Fine-tune of [openai/privacy-filter](https://huggingface.co/openai/privacy-filter) for **DPDP-grade Indian PII + secrets detection**. Adds 10 distinct categories on top of the base 8 so DLP audit reports can distinguish Aadhaar from PAN from GSTIN, etc.

## Label space — 18 categories (base 8 + 10 Indian-specific)

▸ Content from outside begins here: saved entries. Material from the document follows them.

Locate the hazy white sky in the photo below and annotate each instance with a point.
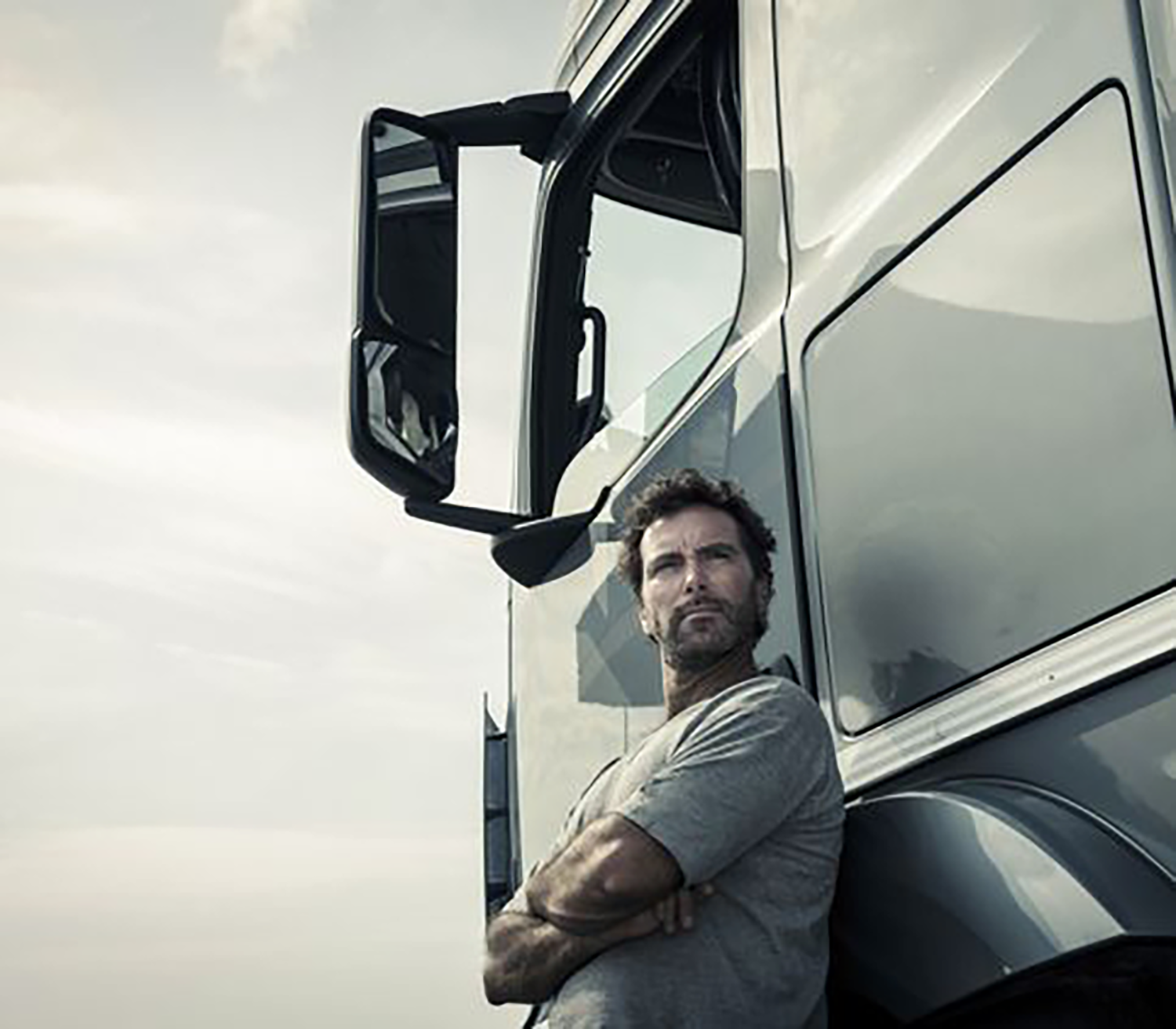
(240, 693)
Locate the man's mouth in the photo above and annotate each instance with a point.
(702, 610)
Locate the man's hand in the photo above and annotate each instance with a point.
(677, 911)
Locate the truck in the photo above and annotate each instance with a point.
(905, 270)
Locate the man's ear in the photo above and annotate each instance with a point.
(762, 596)
(644, 619)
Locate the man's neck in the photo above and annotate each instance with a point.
(684, 688)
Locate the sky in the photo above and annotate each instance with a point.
(240, 692)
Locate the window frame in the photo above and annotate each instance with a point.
(550, 427)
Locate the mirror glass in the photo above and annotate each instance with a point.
(412, 407)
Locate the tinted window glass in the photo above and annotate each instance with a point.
(992, 430)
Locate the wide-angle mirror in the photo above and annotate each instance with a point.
(404, 418)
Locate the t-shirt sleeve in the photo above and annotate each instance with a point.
(750, 763)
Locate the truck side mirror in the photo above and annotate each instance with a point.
(404, 374)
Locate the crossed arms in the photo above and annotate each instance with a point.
(612, 883)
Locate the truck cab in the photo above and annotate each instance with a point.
(906, 273)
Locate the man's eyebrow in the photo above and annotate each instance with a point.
(720, 545)
(663, 556)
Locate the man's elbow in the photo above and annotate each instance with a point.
(500, 988)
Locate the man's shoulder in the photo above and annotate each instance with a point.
(771, 695)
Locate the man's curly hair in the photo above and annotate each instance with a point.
(688, 487)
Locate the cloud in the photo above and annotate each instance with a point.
(258, 32)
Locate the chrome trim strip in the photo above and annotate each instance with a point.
(614, 42)
(1060, 672)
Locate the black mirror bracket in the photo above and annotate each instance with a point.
(472, 519)
(527, 121)
(529, 551)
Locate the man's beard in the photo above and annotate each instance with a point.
(736, 626)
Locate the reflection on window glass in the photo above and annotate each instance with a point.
(663, 287)
(992, 432)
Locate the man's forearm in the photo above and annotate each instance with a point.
(609, 871)
(527, 958)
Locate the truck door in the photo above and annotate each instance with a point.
(684, 275)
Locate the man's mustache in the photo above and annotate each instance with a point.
(720, 606)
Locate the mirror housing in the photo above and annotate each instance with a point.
(404, 374)
(404, 364)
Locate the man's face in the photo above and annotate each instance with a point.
(700, 599)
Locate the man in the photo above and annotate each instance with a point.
(691, 883)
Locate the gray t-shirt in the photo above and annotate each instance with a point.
(742, 789)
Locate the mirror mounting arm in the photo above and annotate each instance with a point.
(472, 519)
(528, 121)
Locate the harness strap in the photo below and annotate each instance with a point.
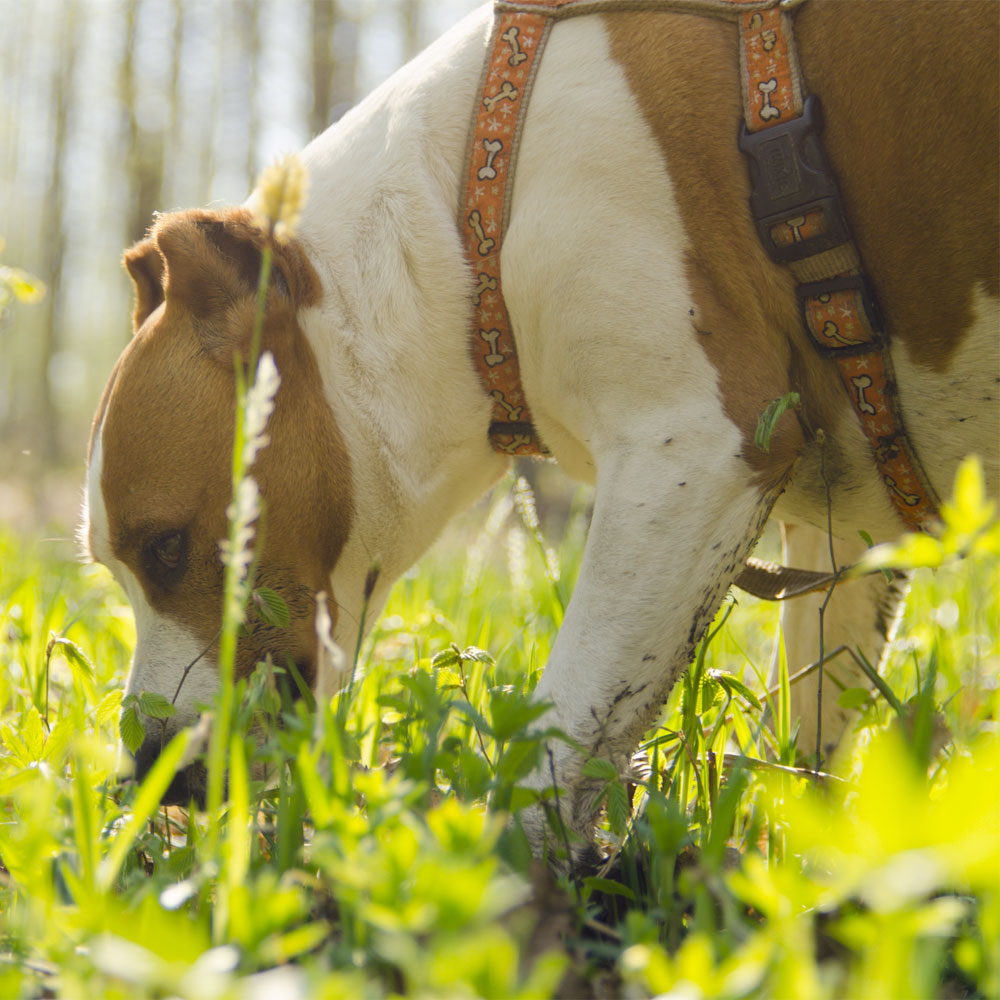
(796, 205)
(802, 223)
(514, 50)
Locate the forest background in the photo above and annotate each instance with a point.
(111, 110)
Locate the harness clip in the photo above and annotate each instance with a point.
(795, 202)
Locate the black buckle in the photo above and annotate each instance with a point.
(791, 177)
(869, 303)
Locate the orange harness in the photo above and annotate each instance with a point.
(795, 203)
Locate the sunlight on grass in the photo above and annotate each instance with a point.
(377, 860)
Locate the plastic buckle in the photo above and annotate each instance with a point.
(791, 178)
(869, 303)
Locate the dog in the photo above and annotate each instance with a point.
(652, 331)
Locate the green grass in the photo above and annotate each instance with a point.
(377, 860)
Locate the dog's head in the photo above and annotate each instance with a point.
(160, 462)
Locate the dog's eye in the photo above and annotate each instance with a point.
(169, 549)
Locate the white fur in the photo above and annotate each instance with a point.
(621, 391)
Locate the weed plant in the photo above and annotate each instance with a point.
(365, 848)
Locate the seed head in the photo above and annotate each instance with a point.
(281, 193)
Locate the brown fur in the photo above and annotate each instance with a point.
(167, 468)
(907, 145)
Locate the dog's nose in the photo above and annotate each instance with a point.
(186, 785)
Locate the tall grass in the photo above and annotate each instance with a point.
(378, 861)
(378, 857)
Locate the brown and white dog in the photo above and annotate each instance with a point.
(652, 331)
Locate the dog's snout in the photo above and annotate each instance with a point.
(187, 785)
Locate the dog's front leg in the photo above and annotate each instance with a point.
(673, 522)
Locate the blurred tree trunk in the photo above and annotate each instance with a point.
(144, 148)
(411, 10)
(250, 24)
(323, 17)
(54, 227)
(173, 137)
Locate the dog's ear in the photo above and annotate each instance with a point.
(145, 266)
(212, 260)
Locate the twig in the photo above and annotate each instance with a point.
(755, 764)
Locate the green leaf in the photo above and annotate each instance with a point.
(33, 734)
(853, 697)
(598, 767)
(271, 607)
(769, 419)
(147, 801)
(75, 657)
(476, 654)
(130, 727)
(156, 705)
(447, 658)
(16, 746)
(109, 706)
(58, 741)
(510, 713)
(618, 807)
(609, 887)
(734, 685)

| Inherited from base | New in v5 |
|---|---|
| account_number, private_address, private_date, private_email, private_person, private_phone, private_url, secret | aadhaar, pan, gstin, ifsc, upi_id, abha_id, voter_id, indian_passport, credit_card, bank_account_in |

## Eval (431-case Janus DLP corpus)

| | Base openai/privacy-filter | This model (v5) |
|---|---|---|
| Overall F1 | 0.8557 | **0.9589** |
| Precision | 0.875 | 0.970 |
| Recall | 0.838 | 0.948 |
| p50 latency (T4) | 26 ms | 27 ms |
| FP rate (negatives) | 30% | 7% |

### 11 categories at perfect 1.000 F1
gstin, passport_in, voter_id, address_in, multi_pii, abha_id, iban, ssn, private_keys, passwords, secrets_in_code

### Largest improvements over base

| Category | Base F1 | v5 F1 |
|---|---|---|
| passwords | 0.000 | **1.000** |
| abha_id | 0.000 | **1.000** |
| ifsc | 0.545 | 0.966 |
| credit_card | 0.643 | 0.933 |
| aws_keys | 0.667 | 0.966 |
| email | 0.769 | 0.938 |
| address_in | 0.815 | 1.000 |
| upi_id | 0.800 | 0.933 |
| gstin | 0.875 | 1.000 |

## Training

- 5-round iterative fine-tune (v1 → v5)
- 1797 training examples (1122 multi-entity Indian PII + 545 disambiguation/regression-protection + 130 targeted bank/password/AWS/UPI fixes)
- 198 validation examples (capped to 50 in training for memory)
- 3 epochs each round, batch 2 + grad-accum 4, lr 1e-4, bf16 weights
- T4 GPU, ~80 sec per round
- Final epoch best: val_loss 0.019, val_token_accuracy 99.39%

## Usage

```python
from opf._api import OPF

opf = OPF(model="Vasanth155/privacy-filter-india-v5", device="cuda")
text = "customer Rohan Sharma, Aadhaar 234567890123, mobile 9876543210, PAN ABCDE1234F"
result = opf.redact(text)
print(result.redacted_text)
# customer <PRIVATE_PERSON>, Aadhaar <AADHAAR>, mobile <PRIVATE_PHONE>, PAN <PAN>
```

Drop-in for the base `openai/privacy-filter` model — same architecture, same MoE routing, same opf API.

## Limitations

- Trained primarily on English + Hinglish-context Indian PII. Non-Indian addresses fall back to base coverage.
- 16 false negatives across 431 cases (3.7% miss rate). Most are rare formats (sk-ant-example, AWS IOSFODNN canonical sample, edge UPI PSPs).
- DPDP-grade label distinction works for the 10 added categories. CVV, ABHA-Luhn validation, PCI-DSS-3.4 redaction policy live in the gateway layer, not the model.

## License

Apache 2.0 — inherited from `openai/privacy-filter`.